Rapidement, nous sommes devant le mur. Le silence et la désolation. Personne, désertique, c’est vrai que ce n’est pas un endroit de promenade à quatre heures du matin… Je suis surpris, le mur n’est vraiment pas haut, deux mètres cinquante, peut-être trois mètres. Inondé de tags d’un bout à l’autre.

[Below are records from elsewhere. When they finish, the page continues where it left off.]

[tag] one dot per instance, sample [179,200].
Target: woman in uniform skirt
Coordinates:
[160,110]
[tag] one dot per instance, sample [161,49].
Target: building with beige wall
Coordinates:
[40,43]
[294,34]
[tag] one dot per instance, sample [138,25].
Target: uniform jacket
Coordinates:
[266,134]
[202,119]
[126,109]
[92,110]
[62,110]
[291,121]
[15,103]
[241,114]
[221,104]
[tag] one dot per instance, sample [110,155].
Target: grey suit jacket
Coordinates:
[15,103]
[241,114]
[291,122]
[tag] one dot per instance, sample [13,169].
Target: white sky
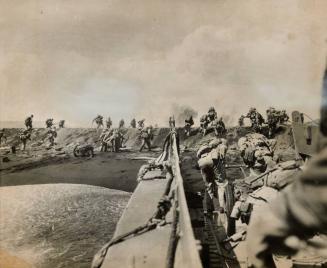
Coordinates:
[74,59]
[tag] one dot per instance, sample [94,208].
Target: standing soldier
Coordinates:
[121,123]
[61,123]
[28,122]
[140,124]
[108,122]
[212,114]
[283,117]
[49,122]
[188,124]
[98,120]
[133,123]
[52,134]
[219,127]
[2,135]
[24,137]
[204,122]
[146,136]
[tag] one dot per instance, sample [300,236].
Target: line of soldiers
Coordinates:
[211,121]
[274,117]
[99,122]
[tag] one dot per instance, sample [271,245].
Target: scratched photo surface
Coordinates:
[64,185]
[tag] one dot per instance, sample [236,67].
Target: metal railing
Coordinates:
[187,251]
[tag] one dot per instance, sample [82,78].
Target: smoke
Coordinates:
[182,112]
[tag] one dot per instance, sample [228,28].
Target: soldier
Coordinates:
[24,137]
[212,114]
[272,121]
[172,122]
[29,122]
[204,122]
[256,151]
[133,123]
[188,124]
[61,124]
[49,122]
[98,120]
[219,127]
[52,134]
[108,122]
[146,136]
[105,139]
[283,117]
[297,214]
[256,119]
[140,124]
[121,123]
[2,135]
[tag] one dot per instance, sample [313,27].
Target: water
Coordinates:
[58,225]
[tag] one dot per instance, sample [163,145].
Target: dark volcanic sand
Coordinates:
[63,225]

Devant, une estrade en haut d’une volée marches, pour mieux voir la porte de Brandebourg, de l’autre côté. À l’est, des rouleaux de barbelés en frise, à quelques mètres du mur. Je regrette d’être seul et de ne pas pouvoir partager l’émotion et l’étonnement. De là, je vois aussi le Reichtag, vaisseau abandonné, immense bâtisse incongrue, comme amputée, ainsi collée au mur. Mon taxi est ravi de m’offrir une promenade supplémentaire dans la ville. Il m’emmène à Check Point Charlie et même jusqu’à Charlottenburg, bien seul, bien propre derrière ses immenses grilles, avant de me ramener à l’hôtel. Le jour va se lever. Je paierai seulement vingt marks pour la balade.
Pendant ce temps une fille, très loin, en serrant si fort son oreiller, rêve au garçon qui cette après-midi l’a embrassée sur les dents.
En novembre, on a vu Rostropovitch au pied du mur.